Criscantoi Vaz insistait pour qu’ils retournent faire part de leur découverte au comte Mandralisca, et laissent à celui-ci le soin d’élaborer une stratégie. Mais certains hommes, tout particulièrement Agavir Toymin de Pidruid, dans l’ouest de Zimroel, se prononçaient bruyamment pour une attaque immédiate. Le donjon du rebelle devait être détruit : eh bien, c’est ce qu’ils devraient entreprendre, sans délai. Pourquoi laisser quelqu’un d’autre en tirer gloire ? Assurément les Cinq Lords récompenseraient généreusement ceux qui les débarrasseraient de cet ennemi. Il était absurde de ne pas aller de l’avant maintenant, alors que le quartier général de l’ennemi se trouvait à leur portée.

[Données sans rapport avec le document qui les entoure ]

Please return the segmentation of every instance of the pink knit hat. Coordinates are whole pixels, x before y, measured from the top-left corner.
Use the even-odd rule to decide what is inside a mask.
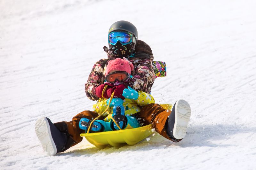
[[[133,69],[133,65],[128,60],[117,58],[108,61],[106,69],[106,74],[108,74],[112,70],[125,71],[131,74]]]

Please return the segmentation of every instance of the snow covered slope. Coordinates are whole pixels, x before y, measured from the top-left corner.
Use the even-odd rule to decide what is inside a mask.
[[[159,1],[0,1],[0,169],[256,168],[256,3]],[[92,109],[84,84],[121,20],[167,62],[152,94],[190,103],[187,135],[102,150],[84,139],[47,156],[36,121]]]

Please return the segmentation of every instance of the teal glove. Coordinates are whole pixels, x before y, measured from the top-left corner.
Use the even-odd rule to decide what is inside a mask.
[[[139,97],[139,93],[129,86],[128,89],[125,89],[123,92],[123,96],[125,98],[132,100],[137,100]]]
[[[108,105],[108,103],[109,102],[109,100],[110,98],[109,98],[107,100],[107,104]],[[116,104],[120,104],[121,105],[123,105],[123,103],[124,103],[124,101],[123,99],[121,98],[113,98],[112,101],[111,101],[111,103],[109,105],[110,107],[114,106]]]

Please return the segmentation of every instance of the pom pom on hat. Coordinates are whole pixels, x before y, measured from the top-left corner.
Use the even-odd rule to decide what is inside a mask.
[[[133,69],[133,65],[126,59],[124,58],[126,60],[117,58],[108,61],[106,69],[106,74],[109,74],[113,70],[125,71],[131,74]]]

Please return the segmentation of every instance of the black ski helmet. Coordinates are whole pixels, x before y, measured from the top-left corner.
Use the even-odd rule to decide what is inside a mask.
[[[108,33],[116,30],[124,30],[132,33],[138,40],[138,32],[136,27],[132,24],[126,21],[118,21],[114,23],[109,28]]]

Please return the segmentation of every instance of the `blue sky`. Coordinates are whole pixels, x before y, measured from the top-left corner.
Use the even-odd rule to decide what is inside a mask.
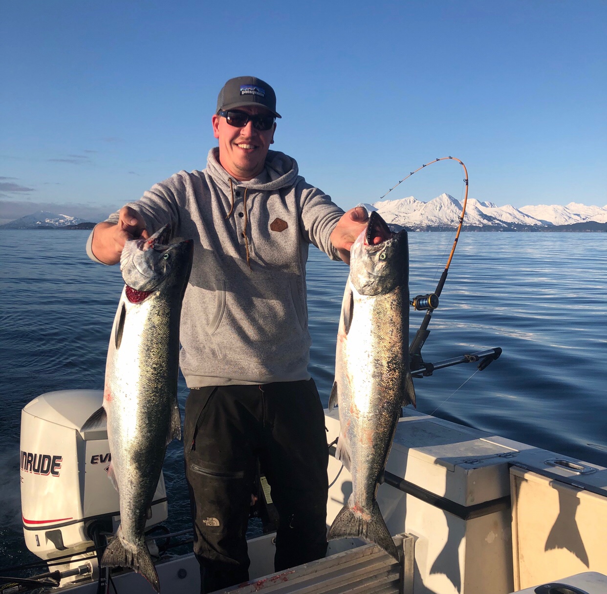
[[[0,2],[0,218],[99,220],[203,169],[223,83],[277,95],[273,148],[344,208],[452,155],[470,197],[607,204],[607,2]],[[463,195],[441,161],[390,198]]]

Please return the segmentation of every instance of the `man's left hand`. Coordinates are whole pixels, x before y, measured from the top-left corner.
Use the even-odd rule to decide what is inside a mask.
[[[350,264],[350,249],[361,232],[367,227],[369,217],[366,209],[356,206],[342,215],[331,234],[331,243],[346,264]]]

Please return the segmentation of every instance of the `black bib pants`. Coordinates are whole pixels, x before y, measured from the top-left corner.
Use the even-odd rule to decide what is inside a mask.
[[[202,592],[249,579],[246,533],[258,459],[280,518],[274,570],[325,556],[326,435],[311,379],[190,391],[184,449]]]

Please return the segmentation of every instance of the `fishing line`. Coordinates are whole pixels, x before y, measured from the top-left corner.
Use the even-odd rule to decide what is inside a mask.
[[[467,380],[466,380],[466,381],[465,381],[465,382],[464,382],[464,383],[463,383],[463,384],[462,384],[462,385],[461,385],[461,386],[459,386],[459,388],[461,388],[462,386],[463,386],[463,385],[464,385],[465,383],[467,383],[467,382],[469,382],[469,381],[470,380],[471,380],[471,379],[472,379],[472,378],[473,378],[473,377],[474,377],[474,376],[475,376],[475,375],[476,375],[476,374],[477,373],[478,373],[478,372],[479,372],[480,371],[480,370],[478,370],[478,369],[477,369],[477,370],[476,370],[476,371],[475,371],[475,372],[474,372],[474,373],[473,373],[473,374],[472,374],[472,375],[471,375],[471,376],[470,376],[470,377],[469,377],[469,378],[468,378],[468,379],[467,379]],[[432,416],[432,415],[434,414],[434,413],[436,413],[436,411],[437,411],[437,410],[438,410],[438,409],[439,409],[439,408],[441,408],[441,407],[442,407],[442,406],[443,406],[443,404],[444,404],[444,403],[445,403],[445,402],[447,402],[447,400],[449,400],[449,399],[450,399],[450,397],[452,397],[452,396],[453,396],[453,394],[455,394],[455,393],[456,393],[456,391],[458,391],[458,390],[459,389],[459,388],[456,388],[456,389],[455,389],[455,390],[453,390],[453,392],[452,392],[452,393],[451,394],[449,394],[449,396],[447,396],[447,398],[446,398],[446,399],[445,400],[443,400],[443,402],[441,402],[441,403],[440,403],[440,404],[439,404],[439,405],[438,405],[438,407],[436,407],[436,408],[435,408],[435,409],[434,409],[434,410],[433,410],[433,411],[432,411],[432,413],[430,413],[430,416]]]
[[[331,484],[329,485],[329,488],[330,489],[331,488],[331,487],[333,486],[333,485],[335,484],[335,482],[337,481],[337,479],[339,478],[339,475],[341,474],[341,471],[343,470],[344,470],[344,465],[342,464],[342,467],[339,469],[339,472],[337,473],[337,476],[336,476],[334,479],[333,479],[333,482],[331,482]]]

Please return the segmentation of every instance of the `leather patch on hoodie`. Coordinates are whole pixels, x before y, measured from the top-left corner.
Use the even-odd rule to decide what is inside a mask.
[[[277,217],[270,223],[270,228],[273,231],[278,231],[280,233],[280,231],[283,231],[288,226],[289,224],[287,221],[283,221],[282,218]]]

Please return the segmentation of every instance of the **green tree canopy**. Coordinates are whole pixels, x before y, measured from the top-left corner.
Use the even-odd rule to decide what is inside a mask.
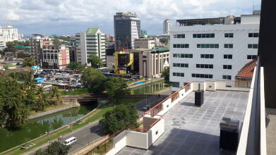
[[[71,147],[71,145],[66,146],[55,141],[49,145],[45,150],[38,149],[35,155],[65,155],[68,154]]]
[[[88,63],[91,63],[91,67],[94,68],[97,68],[102,67],[104,65],[102,64],[102,59],[96,56],[95,54],[91,54],[89,56]]]
[[[24,66],[31,67],[35,65],[35,61],[32,58],[25,58],[23,61]]]
[[[75,69],[78,70],[83,70],[85,68],[83,65],[79,64],[76,62],[71,62],[69,64],[67,65],[66,67],[69,69]]]
[[[164,78],[164,83],[169,85],[169,67],[166,67],[161,73],[161,77]]]
[[[133,104],[120,104],[108,111],[100,120],[100,124],[110,133],[115,133],[124,127],[138,128],[136,107]]]
[[[102,72],[93,68],[88,68],[83,70],[81,79],[85,87],[88,92],[94,94],[102,94],[104,91],[104,82],[107,78]]]
[[[115,98],[117,103],[120,97],[129,94],[128,85],[121,78],[112,78],[105,85],[107,94]]]

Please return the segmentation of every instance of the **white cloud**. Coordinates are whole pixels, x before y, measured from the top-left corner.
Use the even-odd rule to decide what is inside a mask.
[[[260,0],[255,3],[260,5]],[[100,24],[105,25],[100,28],[113,33],[116,12],[136,12],[141,19],[142,28],[158,34],[156,28],[161,33],[162,23],[166,18],[174,23],[179,18],[239,16],[252,10],[251,0],[0,0],[0,25],[5,25],[1,19],[6,18],[18,27],[37,25],[39,29],[42,23],[56,29],[62,26],[62,33],[65,27],[73,25],[91,27]],[[75,30],[78,30],[78,27]]]

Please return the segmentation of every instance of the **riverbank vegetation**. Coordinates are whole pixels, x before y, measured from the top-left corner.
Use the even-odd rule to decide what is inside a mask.
[[[44,111],[61,101],[57,87],[46,92],[35,85],[33,73],[13,72],[0,77],[0,126],[20,126],[28,120],[31,111]]]

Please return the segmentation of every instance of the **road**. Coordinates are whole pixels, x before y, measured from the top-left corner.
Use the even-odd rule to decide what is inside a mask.
[[[155,95],[151,95],[147,99],[148,104],[150,107],[152,107],[160,103],[162,100],[167,97],[171,94],[171,89],[166,89],[158,92],[160,94],[160,97],[156,97]],[[136,108],[138,111],[139,118],[142,117],[145,111],[143,107],[145,106],[145,99],[143,99],[136,104]],[[83,148],[89,144],[92,143],[100,139],[101,137],[105,135],[103,130],[101,128],[99,125],[99,122],[95,122],[93,123],[87,125],[82,128],[78,129],[73,131],[73,132],[64,135],[62,139],[59,140],[61,143],[63,143],[64,141],[69,137],[75,137],[77,138],[77,142],[75,144],[72,145],[72,147],[69,150],[69,154],[73,151],[76,151],[78,149]],[[48,146],[48,143],[42,145],[41,147],[31,150],[29,152],[25,153],[25,154],[32,155],[35,154],[35,152],[40,148],[46,149]]]
[[[103,130],[99,125],[99,122],[95,122],[88,125],[82,128],[74,130],[73,132],[66,135],[59,140],[61,143],[69,137],[75,137],[77,138],[77,142],[75,144],[71,145],[72,147],[69,150],[69,153],[72,153],[104,136]],[[33,149],[25,154],[35,154],[36,150],[40,148],[46,149],[48,143],[40,147],[37,149]]]

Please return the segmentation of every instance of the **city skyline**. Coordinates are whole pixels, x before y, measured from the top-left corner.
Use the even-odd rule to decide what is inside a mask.
[[[108,4],[109,5],[105,5]],[[254,1],[260,9],[260,1]],[[113,16],[116,12],[136,13],[141,20],[141,29],[150,35],[162,35],[162,23],[169,19],[172,25],[180,18],[212,18],[250,14],[253,1],[154,1],[124,0],[111,3],[71,0],[34,1],[1,0],[0,25],[11,25],[25,36],[31,34],[73,35],[82,30],[100,28],[104,33],[114,35]],[[5,9],[4,9],[5,8]],[[16,8],[16,9],[14,9]]]

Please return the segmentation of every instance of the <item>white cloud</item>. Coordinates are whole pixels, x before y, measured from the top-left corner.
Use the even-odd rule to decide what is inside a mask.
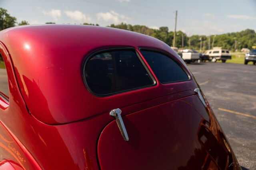
[[[131,2],[131,0],[118,0],[120,2]]]
[[[42,12],[44,15],[52,17],[56,21],[58,20],[58,17],[61,16],[61,11],[60,10],[52,9],[50,11],[42,11]]]
[[[159,29],[159,27],[157,27],[156,26],[150,26],[150,27],[148,27],[149,28],[151,28],[152,29],[158,29],[158,30]]]
[[[256,20],[256,17],[248,16],[243,16],[240,15],[229,15],[227,17],[232,19],[239,19],[241,20]]]
[[[91,21],[91,18],[86,16],[84,14],[79,11],[65,11],[64,12],[67,16],[71,18],[74,20],[81,22],[89,22]]]
[[[214,16],[214,15],[212,14],[210,14],[210,13],[204,13],[203,15],[204,15],[204,16],[206,16],[207,17],[209,17],[211,18],[212,19],[215,19],[215,16]]]
[[[126,20],[130,20],[130,18],[126,17],[124,15],[120,14],[114,11],[110,11],[110,12],[98,13],[97,18],[98,20],[102,19],[105,21],[112,22],[115,24],[119,23],[121,21],[126,23]]]
[[[212,32],[221,33],[224,31],[223,29],[220,29],[218,27],[214,26],[213,23],[208,21],[204,22],[203,26],[204,29],[207,29],[208,31],[211,31]]]

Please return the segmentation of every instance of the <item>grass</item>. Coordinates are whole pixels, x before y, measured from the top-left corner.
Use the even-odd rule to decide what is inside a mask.
[[[246,53],[235,52],[231,53],[231,59],[227,60],[226,61],[227,63],[236,63],[244,64],[244,57]],[[217,61],[218,63],[221,63],[221,61]],[[250,61],[248,63],[248,64],[252,64],[252,62]]]
[[[5,69],[5,65],[3,61],[0,61],[0,68]]]

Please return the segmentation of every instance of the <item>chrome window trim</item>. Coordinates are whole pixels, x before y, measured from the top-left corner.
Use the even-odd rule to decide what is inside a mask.
[[[6,98],[6,97],[5,97],[1,93],[0,93],[0,97],[1,97],[1,98],[2,98],[2,99],[3,99],[8,104],[9,104],[9,99]]]

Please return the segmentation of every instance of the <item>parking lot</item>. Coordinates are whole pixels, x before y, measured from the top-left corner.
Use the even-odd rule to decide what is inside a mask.
[[[238,162],[244,167],[256,169],[256,66],[210,62],[187,65]]]

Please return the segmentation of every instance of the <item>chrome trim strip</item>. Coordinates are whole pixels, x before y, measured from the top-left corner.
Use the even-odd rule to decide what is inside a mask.
[[[207,107],[207,106],[206,105],[206,104],[204,101],[204,99],[202,94],[201,93],[201,92],[200,92],[200,90],[199,89],[199,88],[195,88],[195,89],[194,89],[194,91],[195,92],[195,93],[196,93],[196,94],[197,94],[198,95],[198,97],[199,97],[201,102],[202,102],[204,107]]]
[[[126,129],[124,126],[123,119],[122,119],[121,116],[121,113],[122,111],[120,109],[114,109],[109,112],[109,115],[114,117],[116,118],[116,121],[117,123],[117,125],[118,126],[121,133],[122,134],[123,137],[125,141],[129,141],[129,137],[128,137],[128,134],[126,131]]]

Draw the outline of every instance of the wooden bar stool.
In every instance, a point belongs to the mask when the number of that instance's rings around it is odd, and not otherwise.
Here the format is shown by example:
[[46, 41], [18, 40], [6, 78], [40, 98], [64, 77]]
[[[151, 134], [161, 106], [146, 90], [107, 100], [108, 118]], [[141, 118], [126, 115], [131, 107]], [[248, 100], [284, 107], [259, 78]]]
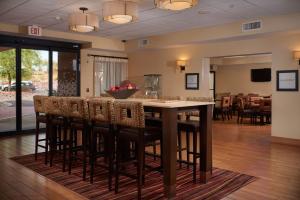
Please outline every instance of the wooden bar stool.
[[[47, 130], [50, 143], [50, 166], [53, 164], [53, 157], [57, 151], [57, 145], [61, 150], [61, 128], [65, 126], [64, 121], [64, 106], [63, 99], [61, 97], [49, 97], [46, 104], [46, 115], [47, 115]], [[59, 141], [57, 141], [57, 139]], [[46, 140], [46, 143], [48, 141]], [[46, 145], [47, 146], [47, 145]], [[46, 148], [47, 149], [47, 148]], [[47, 159], [46, 159], [47, 163]]]
[[[35, 111], [35, 151], [34, 157], [37, 160], [38, 148], [45, 149], [45, 161], [47, 161], [48, 156], [48, 132], [46, 130], [46, 136], [44, 139], [40, 139], [40, 124], [47, 125], [47, 116], [46, 116], [46, 103], [47, 103], [48, 96], [41, 96], [35, 95], [33, 96], [33, 103], [34, 103], [34, 111]], [[40, 142], [45, 142], [45, 145], [40, 144]]]
[[[105, 99], [91, 99], [88, 101], [89, 119], [91, 120], [90, 147], [90, 182], [93, 183], [94, 168], [97, 158], [108, 158], [108, 188], [112, 190], [113, 158], [115, 136], [112, 125], [112, 101]], [[104, 138], [104, 148], [101, 148], [101, 138]], [[97, 148], [98, 145], [98, 148]]]
[[[86, 179], [86, 159], [87, 159], [87, 146], [89, 145], [90, 134], [89, 127], [87, 124], [87, 107], [85, 106], [85, 99], [81, 97], [67, 97], [65, 100], [65, 111], [67, 115], [65, 117], [68, 119], [68, 124], [70, 128], [70, 140], [69, 140], [69, 174], [72, 171], [72, 160], [77, 158], [76, 153], [82, 150], [82, 162], [83, 162], [83, 180]], [[77, 134], [78, 131], [81, 133], [82, 145], [77, 145]], [[65, 138], [65, 136], [64, 136]], [[75, 153], [75, 156], [73, 156]]]
[[[144, 182], [145, 146], [147, 143], [151, 143], [156, 140], [160, 140], [162, 144], [161, 131], [156, 132], [155, 129], [147, 129], [145, 127], [144, 108], [140, 102], [115, 101], [114, 120], [117, 124], [115, 193], [118, 193], [119, 174], [122, 173], [123, 175], [126, 175], [128, 177], [137, 178], [137, 197], [138, 199], [141, 199], [141, 188]], [[128, 174], [125, 171], [120, 171], [120, 165], [125, 166], [125, 164], [128, 164], [128, 162], [125, 162], [121, 158], [121, 154], [123, 151], [121, 143], [124, 143], [125, 141], [131, 141], [135, 143], [135, 160], [137, 161], [137, 176]]]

Thastain appartenait à cette faction. La chose à faire, pensait-il, était de descendre ce coteau, en rampant avec autant de précautions que l’helgibor aux crocs acérés, et de s’atteler à la tâche de déclencher l’incendie sans autre hésitation.
— Non, dit Criscantoi Vaz. Nous ne sommes qu’une troupe de reconnaissance. Nous n’avons pas autorité pour attaquer. Thastain, cours au camp rapporter ce que nous avons découvert au comte.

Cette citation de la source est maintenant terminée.